Moreover, the application of diabetic rat or mouse models induced by high-fat diet and STZ, an antibiotic causing the destruction of pancreatic islet β-cells, has been accepted as a feasible way to test clinical therapeutic effects and underlying mechanism of VSG for diabetic patients (34). Both the mice and rats are sensitive to the pancreatic β-cell cytotoxic effects induced by STZ treatment (34), but rats are more suitable for surgical operation due to body shape and thus were applied in this study. By strictly following the widely proven protocol, we successfully established the obese DM rat model, which was confirmed by a change of the body weight and a number of physiological indexes associated with glucose and lipid metabolism and liver function after VSG. This establishment provided the basis for the mechanism investigation of DM combined with obesity and confirmed the applicability of this model for obese DM studies.
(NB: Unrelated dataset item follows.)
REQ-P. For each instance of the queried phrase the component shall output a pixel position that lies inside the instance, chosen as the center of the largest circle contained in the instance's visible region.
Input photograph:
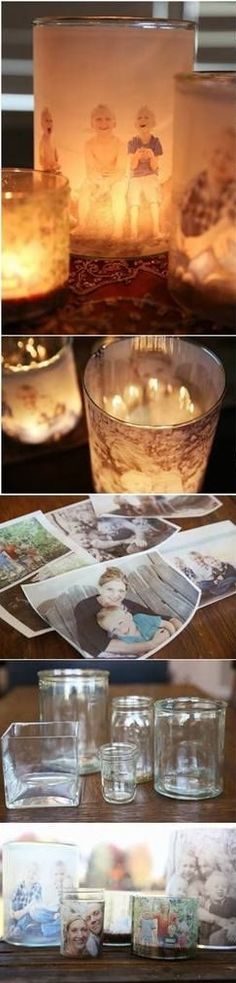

In summary, we reported the characterization of MAFB as a novel transcription factor responsible for the activation of FXR expression and downstream pathway during DM resolution induced by sleeve gastrectomy. The transcription factor activity of MAFB for FXR expression was confirmed by expression analysis in diabetic rat livers and Chang liver cells, combined with the binding and luciferase reporter gene assays. The discovery provides meaningful insight into the molecular processes underlying DM development, as well as the therapeutic effects of sleeve gastrectomy.